Page:Bulwer-Lytton - Ernest Maltravers.pdf/365

Le texte de cette page a été corrigé et est conforme au fac-similé.

— Ah ! décrivez-moi votre domaine. C’est là que nous demeurerons principalement, n’est-ce pas ? je suis sûre que j’aimerai bien mieux cette habitation que Marsden-Court ; c’est le nom de la gigantesque masse d’arches et de colonnes, échantillon le plus lourd du goût de Vaubrugh, qui vous appartiendra bientôt.

— Je crains que nous ne puissions jamais loger votre nombreuse suite, valets de chambre, laquais patagoniens, et Dieu sait qui encore, dans les coins et recoins de Burleigh, dit Ernest en souriant. »

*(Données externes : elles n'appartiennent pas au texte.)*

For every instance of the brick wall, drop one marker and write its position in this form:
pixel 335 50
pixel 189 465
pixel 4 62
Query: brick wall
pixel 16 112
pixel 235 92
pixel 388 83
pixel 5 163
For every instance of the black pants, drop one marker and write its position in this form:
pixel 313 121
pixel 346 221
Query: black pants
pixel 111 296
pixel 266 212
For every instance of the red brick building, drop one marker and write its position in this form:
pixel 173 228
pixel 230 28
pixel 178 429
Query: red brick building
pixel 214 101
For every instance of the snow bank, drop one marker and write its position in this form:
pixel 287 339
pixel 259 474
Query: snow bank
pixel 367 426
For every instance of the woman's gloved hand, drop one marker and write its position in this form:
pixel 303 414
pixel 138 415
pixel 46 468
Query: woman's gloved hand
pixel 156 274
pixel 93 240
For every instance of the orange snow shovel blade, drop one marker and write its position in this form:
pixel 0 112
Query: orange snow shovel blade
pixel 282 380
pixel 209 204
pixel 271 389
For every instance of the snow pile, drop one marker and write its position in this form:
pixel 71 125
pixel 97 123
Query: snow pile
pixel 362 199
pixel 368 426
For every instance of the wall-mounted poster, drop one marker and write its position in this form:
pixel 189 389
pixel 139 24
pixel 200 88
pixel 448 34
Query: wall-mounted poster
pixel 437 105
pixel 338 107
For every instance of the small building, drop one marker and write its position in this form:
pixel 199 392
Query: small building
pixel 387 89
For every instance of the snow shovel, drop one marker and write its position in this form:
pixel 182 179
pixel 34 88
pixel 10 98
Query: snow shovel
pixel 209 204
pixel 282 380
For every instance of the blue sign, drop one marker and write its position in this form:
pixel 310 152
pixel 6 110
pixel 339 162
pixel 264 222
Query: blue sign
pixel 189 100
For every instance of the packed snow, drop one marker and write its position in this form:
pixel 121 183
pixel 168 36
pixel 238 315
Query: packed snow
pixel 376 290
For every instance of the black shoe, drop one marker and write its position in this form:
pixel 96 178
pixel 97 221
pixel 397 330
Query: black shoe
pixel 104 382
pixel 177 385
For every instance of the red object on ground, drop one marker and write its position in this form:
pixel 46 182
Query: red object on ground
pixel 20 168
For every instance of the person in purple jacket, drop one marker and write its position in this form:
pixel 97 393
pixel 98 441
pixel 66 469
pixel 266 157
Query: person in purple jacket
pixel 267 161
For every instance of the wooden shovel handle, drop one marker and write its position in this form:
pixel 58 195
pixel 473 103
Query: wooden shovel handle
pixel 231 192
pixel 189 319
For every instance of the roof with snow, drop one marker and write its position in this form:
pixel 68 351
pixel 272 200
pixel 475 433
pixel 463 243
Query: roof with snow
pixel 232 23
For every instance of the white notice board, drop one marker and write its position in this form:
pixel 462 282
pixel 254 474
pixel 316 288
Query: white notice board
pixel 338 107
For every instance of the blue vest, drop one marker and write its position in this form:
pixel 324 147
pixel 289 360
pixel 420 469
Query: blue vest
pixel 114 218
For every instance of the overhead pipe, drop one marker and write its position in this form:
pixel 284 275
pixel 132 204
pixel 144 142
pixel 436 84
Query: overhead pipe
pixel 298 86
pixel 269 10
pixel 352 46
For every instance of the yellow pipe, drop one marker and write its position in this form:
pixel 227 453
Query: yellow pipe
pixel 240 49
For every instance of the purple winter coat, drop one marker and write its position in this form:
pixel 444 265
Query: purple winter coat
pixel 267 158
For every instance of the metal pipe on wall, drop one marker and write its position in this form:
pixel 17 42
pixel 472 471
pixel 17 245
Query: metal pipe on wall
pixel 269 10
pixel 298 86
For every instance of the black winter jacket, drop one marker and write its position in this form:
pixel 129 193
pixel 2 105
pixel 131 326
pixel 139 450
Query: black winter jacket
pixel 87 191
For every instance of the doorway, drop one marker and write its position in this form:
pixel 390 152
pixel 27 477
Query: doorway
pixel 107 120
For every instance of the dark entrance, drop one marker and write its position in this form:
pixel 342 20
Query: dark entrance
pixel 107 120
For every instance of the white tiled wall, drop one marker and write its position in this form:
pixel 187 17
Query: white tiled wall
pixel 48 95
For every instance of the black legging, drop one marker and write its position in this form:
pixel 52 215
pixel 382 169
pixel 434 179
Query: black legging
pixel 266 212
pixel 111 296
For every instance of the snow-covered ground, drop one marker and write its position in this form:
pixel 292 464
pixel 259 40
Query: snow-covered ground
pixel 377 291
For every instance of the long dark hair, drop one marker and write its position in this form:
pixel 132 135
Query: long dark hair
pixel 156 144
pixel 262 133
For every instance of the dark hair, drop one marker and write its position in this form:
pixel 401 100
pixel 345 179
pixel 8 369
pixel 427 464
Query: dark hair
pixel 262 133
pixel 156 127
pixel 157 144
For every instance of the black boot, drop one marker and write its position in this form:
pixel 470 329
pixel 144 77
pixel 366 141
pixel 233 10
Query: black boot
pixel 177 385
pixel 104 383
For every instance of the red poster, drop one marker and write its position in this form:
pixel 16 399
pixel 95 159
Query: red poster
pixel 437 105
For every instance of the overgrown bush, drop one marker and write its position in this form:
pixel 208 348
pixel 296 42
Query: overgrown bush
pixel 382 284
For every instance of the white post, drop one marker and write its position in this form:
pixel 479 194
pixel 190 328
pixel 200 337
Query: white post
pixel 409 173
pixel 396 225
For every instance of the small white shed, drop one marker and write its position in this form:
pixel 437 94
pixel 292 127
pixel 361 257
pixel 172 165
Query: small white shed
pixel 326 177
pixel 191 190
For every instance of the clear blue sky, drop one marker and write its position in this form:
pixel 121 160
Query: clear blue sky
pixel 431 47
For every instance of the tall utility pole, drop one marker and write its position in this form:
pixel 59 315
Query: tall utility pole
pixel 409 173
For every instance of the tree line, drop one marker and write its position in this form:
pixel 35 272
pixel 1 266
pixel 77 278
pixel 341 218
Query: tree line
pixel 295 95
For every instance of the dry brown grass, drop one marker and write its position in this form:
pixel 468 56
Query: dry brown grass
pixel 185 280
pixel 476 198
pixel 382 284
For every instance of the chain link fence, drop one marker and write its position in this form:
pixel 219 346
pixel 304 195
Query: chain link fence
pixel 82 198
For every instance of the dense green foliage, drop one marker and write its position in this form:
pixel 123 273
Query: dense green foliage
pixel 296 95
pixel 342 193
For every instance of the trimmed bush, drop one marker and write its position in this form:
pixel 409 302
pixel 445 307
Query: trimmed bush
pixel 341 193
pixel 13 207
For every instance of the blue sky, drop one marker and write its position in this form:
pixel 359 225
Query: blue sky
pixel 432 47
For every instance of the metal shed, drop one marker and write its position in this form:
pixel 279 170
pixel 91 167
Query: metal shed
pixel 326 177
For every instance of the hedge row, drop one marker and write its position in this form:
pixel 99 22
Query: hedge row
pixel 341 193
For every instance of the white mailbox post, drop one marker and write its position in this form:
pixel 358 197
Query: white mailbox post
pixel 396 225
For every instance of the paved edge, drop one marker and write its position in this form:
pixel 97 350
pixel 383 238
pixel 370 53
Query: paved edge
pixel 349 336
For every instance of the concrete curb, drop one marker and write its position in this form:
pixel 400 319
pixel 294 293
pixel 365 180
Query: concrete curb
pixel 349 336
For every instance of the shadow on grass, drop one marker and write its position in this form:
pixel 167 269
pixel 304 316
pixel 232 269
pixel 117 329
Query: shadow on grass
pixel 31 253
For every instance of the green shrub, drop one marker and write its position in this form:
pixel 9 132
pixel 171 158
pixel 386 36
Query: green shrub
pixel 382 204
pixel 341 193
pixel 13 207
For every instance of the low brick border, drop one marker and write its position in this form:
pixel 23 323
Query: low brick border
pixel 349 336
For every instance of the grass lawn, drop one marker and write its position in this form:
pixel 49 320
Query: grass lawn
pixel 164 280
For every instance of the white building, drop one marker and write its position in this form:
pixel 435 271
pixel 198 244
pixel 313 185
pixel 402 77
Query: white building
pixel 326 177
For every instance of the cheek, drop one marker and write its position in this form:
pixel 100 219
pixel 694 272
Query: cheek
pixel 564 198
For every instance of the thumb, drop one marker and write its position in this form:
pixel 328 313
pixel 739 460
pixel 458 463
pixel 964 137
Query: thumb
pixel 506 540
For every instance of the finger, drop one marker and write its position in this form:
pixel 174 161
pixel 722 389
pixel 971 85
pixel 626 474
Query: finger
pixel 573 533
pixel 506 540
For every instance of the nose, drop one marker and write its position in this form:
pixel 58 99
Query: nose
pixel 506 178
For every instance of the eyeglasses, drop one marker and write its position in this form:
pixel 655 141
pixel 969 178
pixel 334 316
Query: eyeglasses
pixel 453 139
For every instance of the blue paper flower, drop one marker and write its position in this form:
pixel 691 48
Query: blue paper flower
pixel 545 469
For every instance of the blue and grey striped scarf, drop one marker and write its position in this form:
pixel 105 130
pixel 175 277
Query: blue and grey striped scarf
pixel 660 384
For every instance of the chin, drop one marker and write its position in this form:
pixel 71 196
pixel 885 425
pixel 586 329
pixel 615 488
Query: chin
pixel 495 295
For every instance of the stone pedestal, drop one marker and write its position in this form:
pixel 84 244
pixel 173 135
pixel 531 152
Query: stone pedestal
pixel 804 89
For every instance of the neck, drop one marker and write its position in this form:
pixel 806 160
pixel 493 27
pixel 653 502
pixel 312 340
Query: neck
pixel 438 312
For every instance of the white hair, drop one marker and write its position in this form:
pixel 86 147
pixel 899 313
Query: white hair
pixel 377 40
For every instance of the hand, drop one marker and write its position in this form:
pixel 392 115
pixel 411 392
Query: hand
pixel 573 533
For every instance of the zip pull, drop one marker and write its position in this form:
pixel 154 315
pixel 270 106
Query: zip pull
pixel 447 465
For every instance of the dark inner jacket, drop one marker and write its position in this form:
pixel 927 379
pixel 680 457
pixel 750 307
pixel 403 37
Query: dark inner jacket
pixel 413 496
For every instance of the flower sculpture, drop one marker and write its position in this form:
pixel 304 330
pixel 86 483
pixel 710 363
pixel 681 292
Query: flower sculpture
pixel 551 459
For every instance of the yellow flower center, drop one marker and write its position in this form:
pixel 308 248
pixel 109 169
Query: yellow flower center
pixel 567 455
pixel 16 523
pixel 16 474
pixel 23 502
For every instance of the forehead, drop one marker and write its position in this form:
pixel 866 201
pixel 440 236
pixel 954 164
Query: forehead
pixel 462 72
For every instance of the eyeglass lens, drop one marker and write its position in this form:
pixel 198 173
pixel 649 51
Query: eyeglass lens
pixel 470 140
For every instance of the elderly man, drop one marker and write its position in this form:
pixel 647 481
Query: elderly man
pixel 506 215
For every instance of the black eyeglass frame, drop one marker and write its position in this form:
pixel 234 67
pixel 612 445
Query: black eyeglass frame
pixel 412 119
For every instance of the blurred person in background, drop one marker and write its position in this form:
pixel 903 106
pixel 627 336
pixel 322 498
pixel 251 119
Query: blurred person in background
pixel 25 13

Puis il se mit à décrire son vieux château, avec un peu de l’orgueil naturel à un gentilhomme campagnard de bonne maison. Florence l’écoutait, et tous deux ils devisaient, changeaient, ajoutaient, embellissaient, faisaient mille projets pour l’avenir. Quand ils eurent épuisé ce sujet, ils en abordèrent un autre, qui intéressait également Florence. Le dernier ouvrage de Maltravers était terminé, se trouvait-il déjà entre les mains de l’imprimeur, et Florence s’amusait à conjecturer les critiques qu’il allait susciter. Elle était sûre que tout ce qui lui plaisait le plus serait peu apprécié de la multitude. Elle se refusait à croire que d’autres qu’elle pussent comprendre Maltravers. Le temps s’écoula ainsi jusqu’au moment où ils passèrent à l’endroit où avait eu lieu l’aventure d’Ernest avec la fille de mistress Templeton. Ce site réveilla des pensées et des réminiscences chez Ernest, qui lui firent brusquement couper court au milieu d’une de ses éloquentes périodes, et jeter aux alentours un regard inquiet. Mais la gracieuse apparition ne se montra pas ; et quelle que fût l’impression que la vue de ce lieu avait produite, elle se dissipa par degrés lors qu’ils se trouvèrent dans les faubourgs de la grande capitale. Deux autres messieurs et une demoiselle de trente-trois ans les accompagnaient (je les avais presque oubliés). Mais ces personnes eurent la délicatesse de se tenir à distance pendant la plus grande partie du chemin, et la demoiselle, qui était spirituelle et coquette, sut occuper l’attention de ses deux cavaliers.

« Viendrez-vous chez nous ce soir, demanda timidement Florence.

— Je crains de ne le pouvoir pas. J’ai plusieurs affaires à régler avant mon départ pour Burleigh, où il faut que j’aille la semaine prochaine. Trois mois, chère Florence, suffiront à peine pour rendre Burleigh digne de sa nouvelle maîtresse.